The Congressional race results extend a string of bitter Democratic losses in the Treasure State. The party has not won a House race since 1994, and more recently lost the governor’s mansion and a U.S. Senate seat. The sole Democrat remaining in statewide elected office is U.S. Sen. Jon Tester, who faces reelection in 2024.
Rosendale, Zinke and other Republicans followed the same playbook used in past elections, tying their opponents to national Democrats such as President Joe Biden and House Speaker Nancy Pelosi, while also tapping into voter anxiety over crime and the troubled economy.
Zinke, who served previously in the House from 2015 to 2017, overcame early stumbles including a razor-thin victory in the primary and revelations in recent months that he had lied to federal officials during ethics investigations into his tenure in former President Donald Trump’s Cabinet.
Democratic challenger Monica Tranel, an environmental and consumer rights attorney from Missoula, had tried to capitalize on the scandals by characterizing him as a “snake.”
Celebrating his victory on Thursday, Zinke remarked that “Montana saw through the lies,” with voters instead responding to his calls to curb energy costs, restrict abortions with some exceptions, reform the tax code and address housing shortages.
With the GOP poised to potentially take the majority in the House, Zinke said Republicans “have to deliver.”
“One key promise is we have to assert the power of the purse,” he said. “We’ve got to show we can control the budget. Right now the budget is out of control.”
Tranel continued to attack Zinke during an appearance Thursday before supporters at the University of Montana in which she also thanked those who voted for her.
“I ask you to hold your elected representatives accountable,” she said. “The election does not erase the corruption of Ryan Zinke. It does not erase the lies he told to cover up his corruption.”
Libertarian John Lamb, an anti-government extremist and organic farmer, finished third. Outside groups including one linked to Democrats, promoted Lamb’s candidacy in an attempt to peel votes away from Zinke.
Montana will have two House members in 2023 for the first time in 30 years due to its growing population.
Rosendale, a hard-right conservative who emphasized border security, easily defeated independent Gary Buchanan, who had support from some Democrats and former GOP Gov. Marc Racicot. Democrat Penny Ronning, a former Billings City Council member, finished third. Libertarian Sam Rankin was fourth in the heavily Republican district.
Republicans had a huge financial edge in both House races: Zinke raised and spent about $6 million — more than twice as much as Tranel — while Rosendale outspent his opponents and still had more than $1 million in cash as of Oct. 19, according to federal campaign filings.
In an abnormally politicized race for Supreme Court, Justice Ingrid Gustafson defeated attorney James Brown.
Elections of justices are supposed to be nonpartisan.

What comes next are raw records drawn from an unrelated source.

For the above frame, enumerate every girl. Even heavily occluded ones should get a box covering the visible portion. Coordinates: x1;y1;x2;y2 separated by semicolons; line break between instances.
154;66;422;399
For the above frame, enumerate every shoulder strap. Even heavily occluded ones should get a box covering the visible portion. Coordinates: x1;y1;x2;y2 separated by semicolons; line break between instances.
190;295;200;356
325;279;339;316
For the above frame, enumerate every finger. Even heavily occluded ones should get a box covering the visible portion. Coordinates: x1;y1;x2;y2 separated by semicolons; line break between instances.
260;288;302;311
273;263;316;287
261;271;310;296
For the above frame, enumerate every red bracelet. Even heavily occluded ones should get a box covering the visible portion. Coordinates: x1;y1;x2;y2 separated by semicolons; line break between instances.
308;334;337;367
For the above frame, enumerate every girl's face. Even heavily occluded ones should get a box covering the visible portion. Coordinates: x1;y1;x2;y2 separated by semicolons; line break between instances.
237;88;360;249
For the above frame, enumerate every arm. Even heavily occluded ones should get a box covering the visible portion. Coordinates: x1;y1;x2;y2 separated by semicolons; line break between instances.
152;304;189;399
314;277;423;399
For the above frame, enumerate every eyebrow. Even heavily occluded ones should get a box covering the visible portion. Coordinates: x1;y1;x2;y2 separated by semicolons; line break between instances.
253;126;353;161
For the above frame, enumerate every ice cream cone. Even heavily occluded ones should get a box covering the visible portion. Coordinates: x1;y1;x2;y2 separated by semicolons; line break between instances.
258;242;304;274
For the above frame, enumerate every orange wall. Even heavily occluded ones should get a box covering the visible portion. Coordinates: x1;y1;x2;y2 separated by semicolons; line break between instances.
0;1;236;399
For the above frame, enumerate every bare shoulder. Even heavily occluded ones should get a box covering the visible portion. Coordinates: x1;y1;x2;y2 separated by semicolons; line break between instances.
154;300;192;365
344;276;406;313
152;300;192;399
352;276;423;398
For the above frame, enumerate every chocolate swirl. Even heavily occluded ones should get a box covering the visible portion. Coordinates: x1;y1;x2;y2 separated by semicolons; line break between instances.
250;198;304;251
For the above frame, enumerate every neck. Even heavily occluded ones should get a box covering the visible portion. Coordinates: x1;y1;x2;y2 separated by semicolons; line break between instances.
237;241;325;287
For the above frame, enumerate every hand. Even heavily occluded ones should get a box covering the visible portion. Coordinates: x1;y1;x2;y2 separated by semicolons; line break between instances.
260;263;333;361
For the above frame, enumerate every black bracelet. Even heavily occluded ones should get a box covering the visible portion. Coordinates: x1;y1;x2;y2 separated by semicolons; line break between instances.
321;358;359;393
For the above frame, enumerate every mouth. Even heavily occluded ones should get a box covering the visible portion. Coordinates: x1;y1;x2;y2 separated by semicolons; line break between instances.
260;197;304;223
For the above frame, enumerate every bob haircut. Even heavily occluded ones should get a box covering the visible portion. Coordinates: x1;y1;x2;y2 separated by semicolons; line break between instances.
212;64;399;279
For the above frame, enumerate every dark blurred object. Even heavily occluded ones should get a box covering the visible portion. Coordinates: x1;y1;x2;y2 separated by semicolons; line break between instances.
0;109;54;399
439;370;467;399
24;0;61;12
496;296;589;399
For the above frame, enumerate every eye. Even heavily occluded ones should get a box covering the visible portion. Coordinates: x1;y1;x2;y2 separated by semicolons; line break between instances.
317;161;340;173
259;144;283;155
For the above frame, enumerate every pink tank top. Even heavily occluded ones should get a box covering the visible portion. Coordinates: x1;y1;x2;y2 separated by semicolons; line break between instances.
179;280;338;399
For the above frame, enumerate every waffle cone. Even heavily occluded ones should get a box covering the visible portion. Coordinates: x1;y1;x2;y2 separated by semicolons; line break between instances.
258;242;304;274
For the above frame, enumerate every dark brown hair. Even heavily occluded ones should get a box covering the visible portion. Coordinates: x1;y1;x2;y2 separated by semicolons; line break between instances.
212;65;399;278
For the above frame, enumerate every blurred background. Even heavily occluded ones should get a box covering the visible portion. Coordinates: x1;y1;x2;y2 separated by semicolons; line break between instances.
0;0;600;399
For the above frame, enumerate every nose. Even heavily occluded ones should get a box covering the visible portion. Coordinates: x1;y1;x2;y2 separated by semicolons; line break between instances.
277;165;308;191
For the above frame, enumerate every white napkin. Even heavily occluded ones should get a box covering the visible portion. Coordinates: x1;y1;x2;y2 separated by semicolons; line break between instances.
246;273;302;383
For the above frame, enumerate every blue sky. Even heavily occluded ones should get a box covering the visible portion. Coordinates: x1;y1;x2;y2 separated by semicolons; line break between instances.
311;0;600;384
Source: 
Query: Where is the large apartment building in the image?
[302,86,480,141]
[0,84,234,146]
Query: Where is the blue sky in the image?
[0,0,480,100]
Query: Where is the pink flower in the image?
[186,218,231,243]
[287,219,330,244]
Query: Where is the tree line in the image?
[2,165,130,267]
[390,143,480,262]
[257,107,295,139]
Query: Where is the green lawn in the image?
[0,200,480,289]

However, the Gustafson race drew huge sums of cash as Republicans backed Brown and tried to push the court in a more conservative direction, while Democrats hoped to maintain its liberal majority to prevent the erosion of abortion rights in Montana. Brown was previously elected as a Republican to the state Public Service Commission.
Gustafson’s campaign was boosted by support from the political arm of the Montana Trial Lawyers Association, which spent more than $1.3 million on the race. The Republican State Leadership Committee reported spending nearly $700,000 on ads supporting Brown, who has never been a judge and said he was asked to run by Gov. Greg Gianforte.
“I am heartened to know that Montana voters are courageous and bold enough to stand up for our democracy and reject my opponent and his supporters’ inappropriate attempt to politicize our judiciary,” Gustafson said.
Brown said in a statement that his campaign was outspent by special interest groups and “liberal money” that flooded the state in the race’s final weeks.
The defeated abortion referendum has raised the prospect of criminal charges for health care providers unless they take “all medically appropriate and reasonable actions to preserve the life” of an infant born alive, including after an attempted abortion.
Health care workers and other opponents argued that the measure could rob parents of precious time with infants born with incurable medical issues if doctors are forced to attempt treatment.